Not every plaintiff’s lawyer finds fertile ground in general district court . Richmond’s Joel D. Bieber said lawyers from his personal injury firm encountered district judges who questioned chiropractic treatment, and he said he generally gets better results with juries.”

     I am all for any legislation that will move trial dockets and clear more access to the court system. Right now, it takes about a 1-2 years to get to trial in most Circuit Courts.

     Unfortunately, my experience is that most General District Court Judges already have crowded trial dockets. Plus, there is no funding for additional judges; so we are only adding to already crowded dockets.

     A better solution is to work on the core problem. Introduce bills that make mediation mandatory; where the loser has to pay the costs; and where more funding is given to get more judges appointed.

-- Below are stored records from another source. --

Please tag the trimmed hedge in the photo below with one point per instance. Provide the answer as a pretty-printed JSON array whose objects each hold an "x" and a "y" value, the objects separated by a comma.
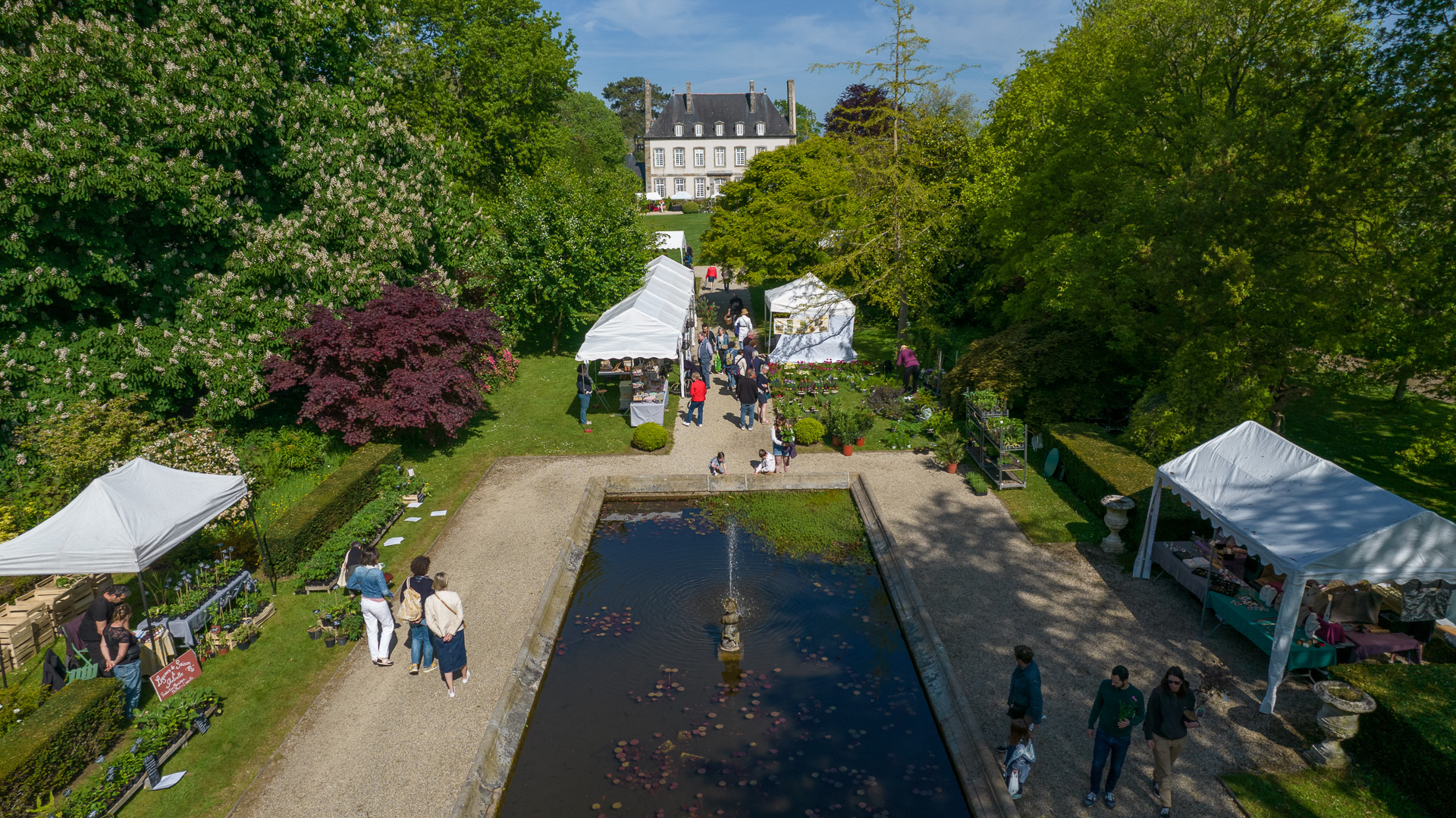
[
  {"x": 1411, "y": 737},
  {"x": 1097, "y": 466},
  {"x": 44, "y": 754},
  {"x": 650, "y": 437},
  {"x": 293, "y": 539}
]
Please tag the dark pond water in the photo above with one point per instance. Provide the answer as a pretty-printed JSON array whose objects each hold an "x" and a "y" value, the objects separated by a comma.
[{"x": 638, "y": 716}]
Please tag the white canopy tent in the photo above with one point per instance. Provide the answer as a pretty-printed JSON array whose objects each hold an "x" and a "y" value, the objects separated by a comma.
[
  {"x": 1307, "y": 517},
  {"x": 650, "y": 322},
  {"x": 821, "y": 322},
  {"x": 123, "y": 522}
]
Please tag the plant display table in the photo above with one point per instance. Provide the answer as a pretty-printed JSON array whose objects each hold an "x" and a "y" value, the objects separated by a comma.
[{"x": 185, "y": 628}]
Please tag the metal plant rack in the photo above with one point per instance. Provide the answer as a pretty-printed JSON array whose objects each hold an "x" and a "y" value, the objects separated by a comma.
[{"x": 1005, "y": 463}]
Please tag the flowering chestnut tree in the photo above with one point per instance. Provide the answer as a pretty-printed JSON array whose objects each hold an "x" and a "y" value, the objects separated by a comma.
[{"x": 410, "y": 360}]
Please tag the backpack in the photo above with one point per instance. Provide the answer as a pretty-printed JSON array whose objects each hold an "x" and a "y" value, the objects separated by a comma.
[{"x": 410, "y": 607}]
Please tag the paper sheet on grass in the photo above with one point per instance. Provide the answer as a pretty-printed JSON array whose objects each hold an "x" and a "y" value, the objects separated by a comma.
[{"x": 169, "y": 779}]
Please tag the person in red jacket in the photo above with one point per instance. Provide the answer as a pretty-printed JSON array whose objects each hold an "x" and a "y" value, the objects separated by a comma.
[{"x": 696, "y": 393}]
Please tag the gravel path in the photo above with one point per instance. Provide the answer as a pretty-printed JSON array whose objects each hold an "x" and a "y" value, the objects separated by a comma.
[{"x": 382, "y": 743}]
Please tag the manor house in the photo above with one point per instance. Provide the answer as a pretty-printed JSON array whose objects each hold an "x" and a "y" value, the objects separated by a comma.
[{"x": 704, "y": 140}]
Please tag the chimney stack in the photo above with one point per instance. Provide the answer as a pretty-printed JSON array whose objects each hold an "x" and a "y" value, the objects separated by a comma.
[{"x": 794, "y": 111}]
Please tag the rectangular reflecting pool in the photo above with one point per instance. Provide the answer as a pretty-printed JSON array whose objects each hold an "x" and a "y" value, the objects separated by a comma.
[{"x": 820, "y": 715}]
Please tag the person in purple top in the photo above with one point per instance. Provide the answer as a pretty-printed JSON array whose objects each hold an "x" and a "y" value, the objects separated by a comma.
[{"x": 910, "y": 367}]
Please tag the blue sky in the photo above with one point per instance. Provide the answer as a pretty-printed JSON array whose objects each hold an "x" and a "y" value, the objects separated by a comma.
[{"x": 720, "y": 45}]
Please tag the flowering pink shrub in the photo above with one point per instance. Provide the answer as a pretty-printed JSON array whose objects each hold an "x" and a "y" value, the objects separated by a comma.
[{"x": 410, "y": 360}]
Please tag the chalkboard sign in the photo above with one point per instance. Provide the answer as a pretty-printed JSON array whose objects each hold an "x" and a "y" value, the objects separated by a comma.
[
  {"x": 177, "y": 675},
  {"x": 153, "y": 772}
]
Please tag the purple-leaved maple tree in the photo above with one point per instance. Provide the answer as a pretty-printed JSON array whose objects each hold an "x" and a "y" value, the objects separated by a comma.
[{"x": 410, "y": 360}]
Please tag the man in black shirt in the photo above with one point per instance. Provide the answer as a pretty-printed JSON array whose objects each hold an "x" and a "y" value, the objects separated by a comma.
[{"x": 96, "y": 619}]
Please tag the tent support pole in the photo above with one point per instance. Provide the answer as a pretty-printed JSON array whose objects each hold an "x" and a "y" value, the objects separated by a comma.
[
  {"x": 1142, "y": 566},
  {"x": 262, "y": 546},
  {"x": 152, "y": 626}
]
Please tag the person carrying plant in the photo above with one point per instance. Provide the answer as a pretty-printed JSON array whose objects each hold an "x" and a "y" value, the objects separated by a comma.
[
  {"x": 121, "y": 657},
  {"x": 369, "y": 581},
  {"x": 413, "y": 594},
  {"x": 909, "y": 367},
  {"x": 1171, "y": 710},
  {"x": 98, "y": 616},
  {"x": 444, "y": 615},
  {"x": 698, "y": 395},
  {"x": 1116, "y": 709},
  {"x": 584, "y": 392}
]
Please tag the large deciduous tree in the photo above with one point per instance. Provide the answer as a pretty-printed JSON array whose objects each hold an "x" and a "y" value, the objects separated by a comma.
[
  {"x": 561, "y": 248},
  {"x": 408, "y": 362},
  {"x": 482, "y": 76},
  {"x": 1200, "y": 180},
  {"x": 628, "y": 99},
  {"x": 182, "y": 180}
]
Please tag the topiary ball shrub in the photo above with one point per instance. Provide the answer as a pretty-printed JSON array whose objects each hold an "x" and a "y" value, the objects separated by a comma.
[
  {"x": 650, "y": 437},
  {"x": 808, "y": 431}
]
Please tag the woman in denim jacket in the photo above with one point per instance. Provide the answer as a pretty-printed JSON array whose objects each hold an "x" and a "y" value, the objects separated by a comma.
[{"x": 369, "y": 581}]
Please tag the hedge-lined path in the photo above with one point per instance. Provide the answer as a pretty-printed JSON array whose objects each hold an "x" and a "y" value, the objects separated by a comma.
[
  {"x": 379, "y": 741},
  {"x": 383, "y": 743}
]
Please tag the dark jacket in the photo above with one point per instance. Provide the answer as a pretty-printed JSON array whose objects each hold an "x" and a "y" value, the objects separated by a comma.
[
  {"x": 1165, "y": 713},
  {"x": 1025, "y": 691},
  {"x": 1107, "y": 709},
  {"x": 747, "y": 390}
]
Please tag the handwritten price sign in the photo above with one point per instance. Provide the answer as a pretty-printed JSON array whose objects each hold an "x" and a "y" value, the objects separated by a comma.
[{"x": 177, "y": 674}]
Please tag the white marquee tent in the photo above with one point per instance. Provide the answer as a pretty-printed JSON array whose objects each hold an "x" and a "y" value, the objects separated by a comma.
[
  {"x": 123, "y": 522},
  {"x": 1307, "y": 517},
  {"x": 824, "y": 313}
]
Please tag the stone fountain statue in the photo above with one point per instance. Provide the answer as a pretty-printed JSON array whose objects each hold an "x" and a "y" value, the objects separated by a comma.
[{"x": 730, "y": 645}]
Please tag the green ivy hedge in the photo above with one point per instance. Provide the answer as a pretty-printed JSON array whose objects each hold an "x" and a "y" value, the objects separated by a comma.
[
  {"x": 650, "y": 437},
  {"x": 299, "y": 533},
  {"x": 1097, "y": 466},
  {"x": 156, "y": 729},
  {"x": 1411, "y": 735},
  {"x": 42, "y": 756},
  {"x": 363, "y": 526}
]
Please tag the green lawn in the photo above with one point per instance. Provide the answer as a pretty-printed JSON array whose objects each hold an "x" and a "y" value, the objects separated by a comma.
[
  {"x": 692, "y": 224},
  {"x": 268, "y": 688},
  {"x": 1363, "y": 430},
  {"x": 1321, "y": 794}
]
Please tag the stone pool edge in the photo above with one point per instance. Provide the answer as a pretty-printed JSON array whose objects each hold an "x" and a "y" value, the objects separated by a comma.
[{"x": 974, "y": 763}]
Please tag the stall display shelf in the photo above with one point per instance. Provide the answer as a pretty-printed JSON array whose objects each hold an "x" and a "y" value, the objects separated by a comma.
[{"x": 999, "y": 452}]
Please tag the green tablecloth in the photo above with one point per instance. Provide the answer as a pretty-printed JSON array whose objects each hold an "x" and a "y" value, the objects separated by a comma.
[{"x": 1258, "y": 628}]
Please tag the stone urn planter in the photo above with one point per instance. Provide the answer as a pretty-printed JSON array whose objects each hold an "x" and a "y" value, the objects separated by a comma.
[
  {"x": 1340, "y": 721},
  {"x": 1116, "y": 520}
]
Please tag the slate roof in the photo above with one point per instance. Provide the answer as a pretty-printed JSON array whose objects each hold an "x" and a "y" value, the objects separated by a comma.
[{"x": 727, "y": 108}]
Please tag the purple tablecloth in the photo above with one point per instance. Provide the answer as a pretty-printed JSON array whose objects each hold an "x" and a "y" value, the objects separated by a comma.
[{"x": 1375, "y": 644}]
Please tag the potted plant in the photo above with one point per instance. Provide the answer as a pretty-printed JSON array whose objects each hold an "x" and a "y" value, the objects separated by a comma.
[{"x": 949, "y": 447}]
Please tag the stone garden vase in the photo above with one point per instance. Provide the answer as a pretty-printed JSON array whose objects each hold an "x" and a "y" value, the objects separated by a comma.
[
  {"x": 1116, "y": 520},
  {"x": 1340, "y": 721}
]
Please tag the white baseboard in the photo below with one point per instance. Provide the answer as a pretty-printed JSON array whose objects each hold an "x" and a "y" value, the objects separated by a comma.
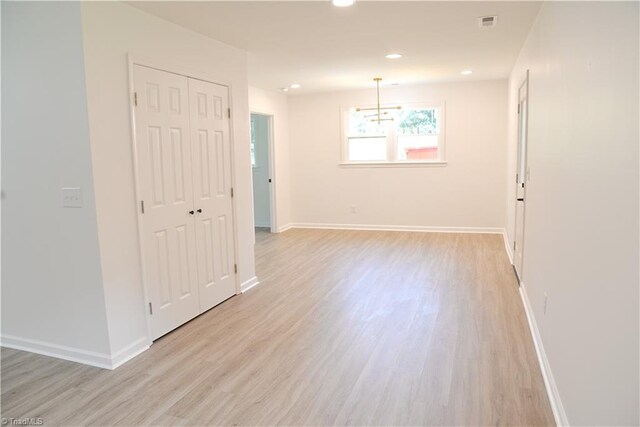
[
  {"x": 285, "y": 228},
  {"x": 99, "y": 360},
  {"x": 415, "y": 228},
  {"x": 507, "y": 245},
  {"x": 244, "y": 287},
  {"x": 552, "y": 390},
  {"x": 121, "y": 357}
]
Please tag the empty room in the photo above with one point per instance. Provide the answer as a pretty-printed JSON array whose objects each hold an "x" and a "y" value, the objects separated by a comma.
[{"x": 314, "y": 213}]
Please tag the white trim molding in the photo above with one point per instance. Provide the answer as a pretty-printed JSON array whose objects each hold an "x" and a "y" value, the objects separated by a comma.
[
  {"x": 245, "y": 286},
  {"x": 91, "y": 358},
  {"x": 122, "y": 356},
  {"x": 552, "y": 390},
  {"x": 285, "y": 228},
  {"x": 414, "y": 228},
  {"x": 507, "y": 245}
]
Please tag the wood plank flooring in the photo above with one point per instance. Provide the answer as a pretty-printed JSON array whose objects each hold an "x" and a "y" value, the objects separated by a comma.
[{"x": 345, "y": 328}]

     Otherwise, you might have some GDC  Judges who just don’t have the time to listen to the evidence, as a jury might. These Courts already hear criminal, collection, landlord/tenant  and all types of civil cases.

     The general reference in the Lawyers Weekly quote, about chiropractic treatment, came from a Judge who simply said, “I don’t believe in chiropractic treatment. If you don’t like that, then appeal my ruling”.

     We did appeal and the jury thought differently than that Judge. Unfortunately, the revelation came over a year later. Quick Court access doesn’t  necessarily mean that it’s legislation that will really help our clients.